Doctor: Paralyzed man can’t communicate after all


LONDON (AP) — It was heralded as a medical miracle. After spending more than two decades in a vegetative state, Rom Houben, a Belgian man in his mid-40s, was suddenly able to communicate, news reports trumpeted last November.

Other experts questioned the method that Houben apparently was using to communicate. The technique is known as “facilitated communication,” in which the patient supposedly directs the hand of a speech therapist who typed out his thoughts.

Houben’s doctors said it seemed to be genuine. Until now.

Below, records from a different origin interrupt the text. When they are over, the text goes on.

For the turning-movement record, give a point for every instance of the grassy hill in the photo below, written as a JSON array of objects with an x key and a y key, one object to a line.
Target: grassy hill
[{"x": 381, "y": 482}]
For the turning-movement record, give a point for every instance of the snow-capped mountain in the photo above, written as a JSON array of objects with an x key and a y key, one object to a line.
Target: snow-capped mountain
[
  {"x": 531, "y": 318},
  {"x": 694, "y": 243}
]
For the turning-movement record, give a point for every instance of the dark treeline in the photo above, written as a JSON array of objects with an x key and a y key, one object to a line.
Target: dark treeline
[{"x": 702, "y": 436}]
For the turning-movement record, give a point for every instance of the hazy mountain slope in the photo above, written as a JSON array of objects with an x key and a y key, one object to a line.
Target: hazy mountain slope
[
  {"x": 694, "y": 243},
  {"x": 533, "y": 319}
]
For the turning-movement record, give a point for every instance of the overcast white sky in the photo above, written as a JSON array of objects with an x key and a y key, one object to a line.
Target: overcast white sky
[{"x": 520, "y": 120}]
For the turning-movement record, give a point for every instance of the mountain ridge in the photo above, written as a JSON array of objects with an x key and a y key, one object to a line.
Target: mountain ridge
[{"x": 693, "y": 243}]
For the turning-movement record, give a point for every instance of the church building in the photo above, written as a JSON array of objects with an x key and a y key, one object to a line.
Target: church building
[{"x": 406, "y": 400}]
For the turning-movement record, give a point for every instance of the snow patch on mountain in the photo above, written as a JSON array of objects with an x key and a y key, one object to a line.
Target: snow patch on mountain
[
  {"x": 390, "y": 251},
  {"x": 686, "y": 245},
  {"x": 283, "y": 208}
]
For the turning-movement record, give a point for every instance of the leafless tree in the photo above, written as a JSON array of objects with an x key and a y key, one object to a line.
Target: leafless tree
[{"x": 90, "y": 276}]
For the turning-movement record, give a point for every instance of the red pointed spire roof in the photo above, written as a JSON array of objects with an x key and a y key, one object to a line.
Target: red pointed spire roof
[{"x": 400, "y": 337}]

Dr. Steven Laureys, a neurologist at Liege University Hospital in Belgium, one of Houben’s doctors, now acknowledges the technique doesn’t work and that although Houben is conscious, he is not communicating.

“We did not have all the facts before,” he said Friday. “The story of Rom is about the diagnosis of consciousness, not communication.”

Houben was injured in a car crash in 1983 when he was 20 and was said to be in a vegetative state, in which a patient is unconscious and there is no evidence of perception or intentional movement.

Based on bedside tests four years ago, Laureys and his team diagnosed Houben as being conscious and performed brain scans proving his brain activity was more active than other doctors had thought.

Laureys, who was not Houben’s treating physician, said the man’s family and other doctors brought in a speech therapist to use facilitated communication.